Facundo Quiroga received his BS in computer science from the Faculty of Informatics of Universidad Nacional de La Plata (UNLP), Argentina in 2014. He is currently a PhD Student in the same faculty, doing research work at the III-LIDI Institute. His main research fields comprise machine learning and signal processing, with applications in action recognition and biomedical data analysis. He is also interested in computational neuroscience and the interplay between artificial neural networks and biological ones.

Laura Lanzarini is a full-time Head Professor teaching in Data Mining topics since 2001 at the School of Computer Science of Universidad Nacional de La Plata (UNLP), Argentina. She is a Guest Head Professor at the National University of Tierra del Fuego and Guest Professor of the Post-Grade Program at the University of Buenos Aires, Argentina. She is interested in subjects pertaining to the design and development of adaptive application based on neural networks, swarm intelligence, and other metaheuristics applicable to Data Mining and Text Mining problems.

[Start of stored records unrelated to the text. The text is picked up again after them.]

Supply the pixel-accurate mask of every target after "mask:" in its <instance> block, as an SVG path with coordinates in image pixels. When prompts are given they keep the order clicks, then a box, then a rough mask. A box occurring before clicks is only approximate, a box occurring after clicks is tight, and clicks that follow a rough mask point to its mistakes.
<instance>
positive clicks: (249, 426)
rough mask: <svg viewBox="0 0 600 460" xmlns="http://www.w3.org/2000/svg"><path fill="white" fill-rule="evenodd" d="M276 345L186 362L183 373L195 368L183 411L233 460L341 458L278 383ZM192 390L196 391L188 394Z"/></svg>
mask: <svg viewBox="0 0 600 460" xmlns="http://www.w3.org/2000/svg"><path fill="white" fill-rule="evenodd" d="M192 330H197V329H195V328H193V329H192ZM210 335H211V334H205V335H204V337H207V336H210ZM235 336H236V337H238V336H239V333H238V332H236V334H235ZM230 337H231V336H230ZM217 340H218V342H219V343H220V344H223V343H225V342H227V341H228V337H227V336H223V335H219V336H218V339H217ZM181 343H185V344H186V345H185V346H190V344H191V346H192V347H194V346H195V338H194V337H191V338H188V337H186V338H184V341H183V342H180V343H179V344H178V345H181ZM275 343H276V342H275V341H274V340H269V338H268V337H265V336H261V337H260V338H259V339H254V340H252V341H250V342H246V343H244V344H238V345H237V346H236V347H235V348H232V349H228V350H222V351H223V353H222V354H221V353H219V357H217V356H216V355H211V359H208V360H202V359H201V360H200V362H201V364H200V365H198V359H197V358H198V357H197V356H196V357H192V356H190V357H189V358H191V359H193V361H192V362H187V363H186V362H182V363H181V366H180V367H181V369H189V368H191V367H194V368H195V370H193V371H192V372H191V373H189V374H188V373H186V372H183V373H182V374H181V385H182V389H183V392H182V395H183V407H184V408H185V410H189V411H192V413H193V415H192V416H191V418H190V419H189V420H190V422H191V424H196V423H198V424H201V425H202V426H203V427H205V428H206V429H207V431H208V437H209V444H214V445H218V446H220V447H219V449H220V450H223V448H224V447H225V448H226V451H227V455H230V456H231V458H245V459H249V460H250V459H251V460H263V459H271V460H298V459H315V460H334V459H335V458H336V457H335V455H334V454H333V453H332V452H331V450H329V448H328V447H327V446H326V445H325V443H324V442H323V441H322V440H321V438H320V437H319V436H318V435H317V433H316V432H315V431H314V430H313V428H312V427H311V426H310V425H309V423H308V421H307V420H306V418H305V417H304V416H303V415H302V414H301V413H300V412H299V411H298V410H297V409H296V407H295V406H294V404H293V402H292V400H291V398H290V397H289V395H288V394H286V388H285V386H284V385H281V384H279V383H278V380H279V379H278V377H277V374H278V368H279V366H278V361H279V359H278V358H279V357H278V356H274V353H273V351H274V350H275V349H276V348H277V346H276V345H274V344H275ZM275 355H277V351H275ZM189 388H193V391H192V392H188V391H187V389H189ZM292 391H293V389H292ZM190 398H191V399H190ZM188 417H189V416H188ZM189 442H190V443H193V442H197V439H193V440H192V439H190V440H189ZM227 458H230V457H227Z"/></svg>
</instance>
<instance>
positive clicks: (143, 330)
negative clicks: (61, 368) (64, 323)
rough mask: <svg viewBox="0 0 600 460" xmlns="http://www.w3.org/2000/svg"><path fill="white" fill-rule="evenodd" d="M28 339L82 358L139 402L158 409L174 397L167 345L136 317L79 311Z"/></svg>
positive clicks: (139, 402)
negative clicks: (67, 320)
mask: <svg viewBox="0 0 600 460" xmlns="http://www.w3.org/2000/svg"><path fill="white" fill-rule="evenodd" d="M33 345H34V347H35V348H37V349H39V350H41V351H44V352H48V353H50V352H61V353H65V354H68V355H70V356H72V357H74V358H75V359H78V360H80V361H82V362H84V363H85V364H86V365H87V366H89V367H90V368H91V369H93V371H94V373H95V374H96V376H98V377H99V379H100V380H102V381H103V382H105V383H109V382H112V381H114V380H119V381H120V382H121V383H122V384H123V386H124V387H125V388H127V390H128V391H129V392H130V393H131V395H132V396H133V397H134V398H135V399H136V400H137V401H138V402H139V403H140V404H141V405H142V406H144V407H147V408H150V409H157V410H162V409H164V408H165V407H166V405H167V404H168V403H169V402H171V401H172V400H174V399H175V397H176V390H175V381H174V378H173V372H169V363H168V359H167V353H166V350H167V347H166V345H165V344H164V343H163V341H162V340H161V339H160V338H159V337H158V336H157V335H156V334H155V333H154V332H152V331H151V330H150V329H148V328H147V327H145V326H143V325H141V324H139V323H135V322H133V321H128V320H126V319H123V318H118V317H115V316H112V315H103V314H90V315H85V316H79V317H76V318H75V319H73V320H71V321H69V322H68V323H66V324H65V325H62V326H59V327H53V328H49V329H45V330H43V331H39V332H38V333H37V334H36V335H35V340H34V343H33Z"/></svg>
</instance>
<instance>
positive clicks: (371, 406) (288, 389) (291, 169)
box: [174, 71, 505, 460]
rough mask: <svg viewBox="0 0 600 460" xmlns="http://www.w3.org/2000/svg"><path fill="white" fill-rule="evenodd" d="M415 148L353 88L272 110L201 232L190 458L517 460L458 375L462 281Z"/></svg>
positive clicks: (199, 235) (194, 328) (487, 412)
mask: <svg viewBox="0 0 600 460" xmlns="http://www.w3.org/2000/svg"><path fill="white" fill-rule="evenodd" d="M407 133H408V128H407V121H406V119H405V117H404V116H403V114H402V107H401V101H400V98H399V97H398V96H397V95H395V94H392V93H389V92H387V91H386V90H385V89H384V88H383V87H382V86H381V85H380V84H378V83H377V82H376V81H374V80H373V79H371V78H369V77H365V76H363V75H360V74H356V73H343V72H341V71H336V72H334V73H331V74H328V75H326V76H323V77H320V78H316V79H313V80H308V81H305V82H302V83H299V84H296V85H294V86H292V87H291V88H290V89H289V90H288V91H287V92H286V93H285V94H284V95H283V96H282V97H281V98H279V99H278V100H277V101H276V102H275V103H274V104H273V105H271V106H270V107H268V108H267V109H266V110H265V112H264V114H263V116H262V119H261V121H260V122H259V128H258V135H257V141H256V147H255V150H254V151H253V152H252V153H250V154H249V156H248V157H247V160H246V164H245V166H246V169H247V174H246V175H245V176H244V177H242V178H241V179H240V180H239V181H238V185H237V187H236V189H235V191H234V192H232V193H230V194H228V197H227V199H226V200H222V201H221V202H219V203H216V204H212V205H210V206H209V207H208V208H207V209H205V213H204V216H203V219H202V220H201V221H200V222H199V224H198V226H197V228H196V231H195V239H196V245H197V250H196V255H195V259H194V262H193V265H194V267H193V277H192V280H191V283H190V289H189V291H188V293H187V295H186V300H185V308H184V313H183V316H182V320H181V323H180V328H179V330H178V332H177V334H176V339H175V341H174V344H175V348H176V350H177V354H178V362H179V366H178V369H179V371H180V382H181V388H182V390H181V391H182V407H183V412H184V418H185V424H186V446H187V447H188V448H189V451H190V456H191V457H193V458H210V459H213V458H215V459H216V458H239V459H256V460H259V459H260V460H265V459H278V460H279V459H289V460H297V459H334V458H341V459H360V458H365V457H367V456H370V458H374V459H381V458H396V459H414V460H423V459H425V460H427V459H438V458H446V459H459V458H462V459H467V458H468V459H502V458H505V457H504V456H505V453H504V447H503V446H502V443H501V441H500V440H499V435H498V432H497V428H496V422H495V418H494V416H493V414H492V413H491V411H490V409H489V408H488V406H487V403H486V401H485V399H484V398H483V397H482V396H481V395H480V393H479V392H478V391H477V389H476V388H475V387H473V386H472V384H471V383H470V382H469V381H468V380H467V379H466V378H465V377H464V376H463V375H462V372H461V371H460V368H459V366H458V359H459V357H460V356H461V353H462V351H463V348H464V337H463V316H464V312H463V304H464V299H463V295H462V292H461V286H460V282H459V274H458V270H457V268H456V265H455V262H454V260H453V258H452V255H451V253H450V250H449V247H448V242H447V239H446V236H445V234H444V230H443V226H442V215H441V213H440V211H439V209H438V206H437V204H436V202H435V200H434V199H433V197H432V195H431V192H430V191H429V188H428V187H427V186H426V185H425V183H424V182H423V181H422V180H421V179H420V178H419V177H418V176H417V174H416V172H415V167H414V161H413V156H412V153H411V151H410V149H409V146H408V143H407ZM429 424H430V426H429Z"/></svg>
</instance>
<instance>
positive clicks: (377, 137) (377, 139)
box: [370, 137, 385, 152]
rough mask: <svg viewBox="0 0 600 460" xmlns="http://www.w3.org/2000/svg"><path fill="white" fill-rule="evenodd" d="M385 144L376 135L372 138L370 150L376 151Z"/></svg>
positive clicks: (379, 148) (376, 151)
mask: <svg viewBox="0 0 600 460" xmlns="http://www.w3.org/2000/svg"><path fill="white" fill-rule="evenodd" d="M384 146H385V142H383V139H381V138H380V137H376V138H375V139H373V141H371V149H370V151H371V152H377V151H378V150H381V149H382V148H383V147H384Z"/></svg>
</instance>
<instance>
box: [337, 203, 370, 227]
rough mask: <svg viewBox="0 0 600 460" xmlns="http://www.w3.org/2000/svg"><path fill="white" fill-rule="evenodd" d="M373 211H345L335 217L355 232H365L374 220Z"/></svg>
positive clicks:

Cesar Estrebou is a PhD student in computer vision, image processing and graphic computing at the School of Computer Science of Universidad Nacional de La Plata (UNLP), Argentina. Since 2008, He is a teaching assistant (assignments supervisor) for Grade Courses at the National University of La Plata. He has been carrying out research activities since 2005 at the Institute of Research in Computer Science III-LIDI in areas related to intelligent systems, real-time systems and software engenieering.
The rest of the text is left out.